I’m trying to transfer a lot of files between two nodes. Wrote up a script to use the API to list the pins between them, connect to eachother as peers, then pin add
each file. Works well, but after a seemingly random amount of pin adds, the command will hang indefinetely and persistently. Restarting the script does nothing. Restarting the receiver(Node B) usually allows the process to continue.
They’re both running go-ipfs version 0.4.13 using the IPFS docker image on Ubuntu Linux 16.04 on AWS EC2 instances.

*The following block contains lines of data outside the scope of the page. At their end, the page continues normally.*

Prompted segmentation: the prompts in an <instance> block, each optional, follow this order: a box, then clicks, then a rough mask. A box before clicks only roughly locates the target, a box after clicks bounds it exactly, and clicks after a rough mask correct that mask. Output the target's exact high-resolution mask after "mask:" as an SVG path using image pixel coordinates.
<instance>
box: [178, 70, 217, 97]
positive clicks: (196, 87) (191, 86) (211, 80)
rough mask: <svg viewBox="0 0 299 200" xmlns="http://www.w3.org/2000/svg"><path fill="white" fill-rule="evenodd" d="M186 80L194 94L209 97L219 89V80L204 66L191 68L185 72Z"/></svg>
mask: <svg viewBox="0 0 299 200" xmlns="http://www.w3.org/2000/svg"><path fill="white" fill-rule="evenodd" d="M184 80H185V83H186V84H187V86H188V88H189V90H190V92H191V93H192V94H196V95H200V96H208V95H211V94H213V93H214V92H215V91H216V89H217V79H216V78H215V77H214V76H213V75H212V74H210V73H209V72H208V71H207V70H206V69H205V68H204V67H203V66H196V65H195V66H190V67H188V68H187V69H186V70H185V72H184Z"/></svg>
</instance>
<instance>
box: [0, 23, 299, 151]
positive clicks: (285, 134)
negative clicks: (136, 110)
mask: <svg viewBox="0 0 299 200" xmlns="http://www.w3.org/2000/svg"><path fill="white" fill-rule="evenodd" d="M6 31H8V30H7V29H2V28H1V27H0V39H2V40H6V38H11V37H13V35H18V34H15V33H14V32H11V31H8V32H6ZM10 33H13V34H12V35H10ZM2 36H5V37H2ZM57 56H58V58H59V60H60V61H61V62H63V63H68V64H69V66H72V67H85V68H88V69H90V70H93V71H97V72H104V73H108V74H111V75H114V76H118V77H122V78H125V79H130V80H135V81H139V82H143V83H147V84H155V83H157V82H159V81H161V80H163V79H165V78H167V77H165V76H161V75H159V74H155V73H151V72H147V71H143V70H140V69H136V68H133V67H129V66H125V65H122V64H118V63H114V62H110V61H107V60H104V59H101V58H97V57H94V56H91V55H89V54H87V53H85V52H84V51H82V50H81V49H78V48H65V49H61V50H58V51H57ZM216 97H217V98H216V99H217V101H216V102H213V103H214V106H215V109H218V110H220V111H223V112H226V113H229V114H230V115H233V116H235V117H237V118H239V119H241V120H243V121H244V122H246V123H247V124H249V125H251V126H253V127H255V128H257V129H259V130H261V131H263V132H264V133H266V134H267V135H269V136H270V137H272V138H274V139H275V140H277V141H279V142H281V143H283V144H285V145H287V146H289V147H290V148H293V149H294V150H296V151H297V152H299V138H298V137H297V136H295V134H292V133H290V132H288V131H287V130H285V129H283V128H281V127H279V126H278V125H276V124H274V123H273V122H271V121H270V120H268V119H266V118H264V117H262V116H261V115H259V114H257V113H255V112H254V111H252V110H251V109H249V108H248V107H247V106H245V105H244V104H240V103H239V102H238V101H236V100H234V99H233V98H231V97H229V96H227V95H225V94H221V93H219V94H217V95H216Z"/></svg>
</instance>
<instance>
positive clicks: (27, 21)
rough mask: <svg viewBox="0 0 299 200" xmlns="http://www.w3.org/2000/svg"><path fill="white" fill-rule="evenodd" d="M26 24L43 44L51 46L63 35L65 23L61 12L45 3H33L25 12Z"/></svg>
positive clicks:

This is some brief diagnosis after the error occurs:
Node A(source):
/ # ipfs id
{
[...]
"Addresses": [
[...]
"/ip4/1.2.3.4/tcp/4001/ipfs/QmSscuC3tyLSCjWDviuff422gb1mmsp1yo1sbt6KrSwFdH"
],
"AgentVersion": "go-ipfs/0.4.13/3b16b74",
"ProtocolVersion": "ipfs/0.1.0"
}
/ # ipfs version --all
go-ipfs version: 0.4.13-3b16b74
Repo version: 6
System version: amd64/linux
Golang version: go1.9.2
Node B(destination):
/ # ipfs id
{
[...]
"Addresses": [
[...]
"/ip4/4.3.2.1/tcp/4001/ipfs/QmQENeAYCR6AL8sQUx2XodXMam44BuyAhLcJeXsdQMwToU"
],
"AgentVersion": "go-ipfs/0.4.13/3b16b74",
"ProtocolVersion": "ipfs/0.1.0"
}
/ # ipfs version --all
go-ipfs version: 0.4.13-3b16b74
Repo version: 6
System version: amd64/linux
Golang version: go1.9.2
B was then connected to A:
/ # ipfs swarm connect /ip4/1.2.3.4/tcp/4001/ipfs/QmSscuC3tyLSCjWDviuff422gb1mmsp1yo1sbt6KrSwFdH
connect QmSscuC3tyLSCjWDviuff422gb1mmsp1yo1sbt6KrSwFdH success
Confirming on B, it is in fact connected to A:
/ # ipfs swarm peers | grep 1.2.3.4
/ip4/1.2.3.4/tcp/4001/ipfs/QmSscuC3tyLSCjWDviuff422gb1mmsp1yo1sbt6KrSwFdH
Port appears open from B to A:
/ # nc 1.2.3.4 4001
/multistream/1.0.0
And from A to B:
/ # nc 4.3.2.1 4001
/multistream/1.0.0
A has the pinned file:
/ # ipfs pin ls | grep QmNLerXsk1kp98tDbnArAchg4jwwvw2cLoHMwZteV8NXc5
QmNLerXsk1kp98tDbnArAchg4jwwvw2cLoHMwZteV8NXc5 recursive
When trying to fetch the file on Node B, the command hangs indefinetely:
/ # ipfs pin add QmNLerXsk1kp98tDbnArAchg4jwwvw2cLoHMwZteV8NXc5
These are the only relevant log messages, but they don’t seem to necessarilly correlate with the start of the hangs.
00:04:24.601 ERROR bitswap: couldnt open sender again after SendMsg(<peer.ID SscuC3>) failed: session shutdown wantmanager.go:237
00:23:07.123 ERROR bitswap: couldnt open sender again after SendMsg(<peer.ID SscuC3>) failed: session shutdown wantmanager.go:237
00:30:29.622 ERROR bitswap: couldnt open sender again after SendMsg(<peer.ID SscuC3>) failed: session shutdown wantmanager.go:237
01:18:30.184 ERROR bitswap: couldnt open sender again after SendMsg(<peer.ID SscuC3>) failed: session shutdown wantmanager.go:237
I’m not really sure where to go further to troubleshoot this. Maybe there’s a way to get more debug output? Would a GitHub issue be more appropriate? Any suggestions?